Pinterest catches teachers interest
I can barely keep up with all the social media news this month. This time Pinterest is front and center with reports of it moving into the online event space with dedicated ‘class communities.’ If trials are successful, Pinterest users will be able to use boards to organize class materials and attendees can communicate with other participants through the chat option. It’s not surprising that Pinterest is exploring the online event space, given the app has become very popular with teachers looking to organize remote-learning classes during the lockdown. Educators have relied on the visual discovery engine for inspiration, using it as a tool for sharing resources and tracking lesson plans. At the beginning of the pandemic, the social media company experienced its highest levels of searches and saves as a direct result of its resourcefulness as an organization tool for teachers. This addition would turn Pinterest into more of a social application, and help shake off opinions of it simply being a search tool.
Bet you didn't know
Pinterest’s first 5,000 users were able to engage in close conversations with CEO Ben Silbermann. When the app first launched, the co-founder sent the app’s users his personal email address along with his mobile number should they want to talk about Pinterest matters.
Another copy-cat call-out story, but this time Snap may actually be on to something useful. Fed up with social media giants copying Snapchat’s story feature, the company is taking its revenge by launching Spotlight, Snap’s reimagined way to reward viral content.

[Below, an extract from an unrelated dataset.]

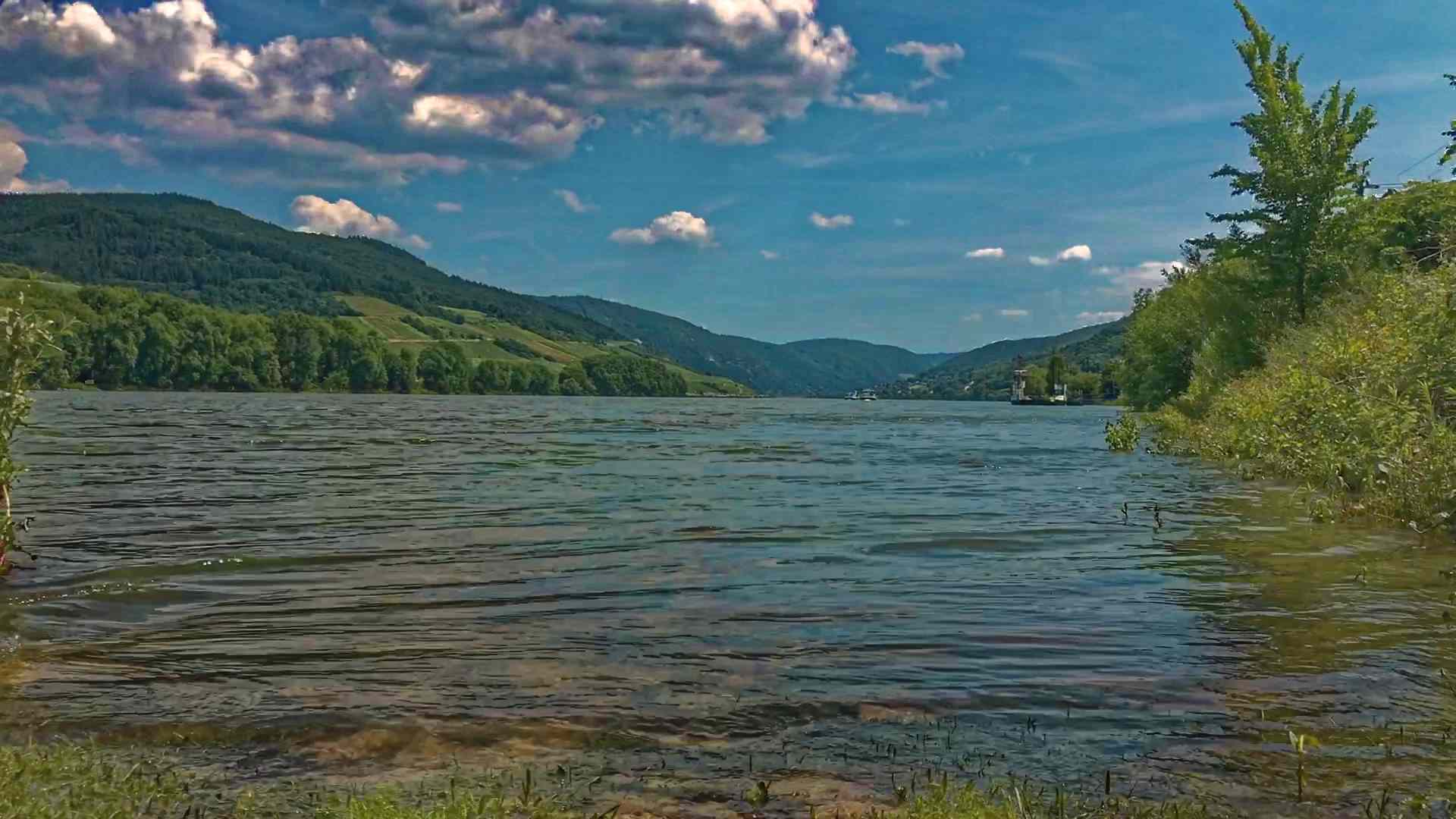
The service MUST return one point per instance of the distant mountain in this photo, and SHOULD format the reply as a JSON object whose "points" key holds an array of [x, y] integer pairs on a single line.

What’s interesting about Spotlight is how it differs from TikTok, which followed a formula to success by creating a specific algorithm that resulted in young creators turning into multi-millionaires overnight through sponsorship deals — very much like how Instagram influencers make money. What makes Spotlight different is its vision of creating a culture that benefits an endless amount of people. By removing likes, follower counts, and comments and replacing them with a lottery-like system, users can pocket $1 million by simply posting videos on Snapchat. To win the cash, submitters don't need large followers, or public profiles as the algorithm will show users videos based on how often others view the post. So, if any follower watches a video more than once, this signals it's popular so the app will distribute the video to a wider audience.
Snap is shaking it up
If Snap’s lottery system encourages creators to leave TikTok will be interesting as essentially what Spotlight has done here is provide a break from influencer culture. Spotlight could represent an innovative change for social media platforms by providing financial rewards for simply using the app as intended. Don’t go thinking Snap is some sort of god trying to save our children just yet though, the Spotlight feature will give the company more destinations to sell ads. Over four billion Snaps are being created a day by 249 million daily users and now Spotlight can show these videos to a much wider audience.
Bet you didn’t know
Taco Bell paid Snap $75,000 to have its own filter on Snapchat for 24 hours. Users shared pictures of their faces inside a taco shell. The filter was very successful and got 224 million views.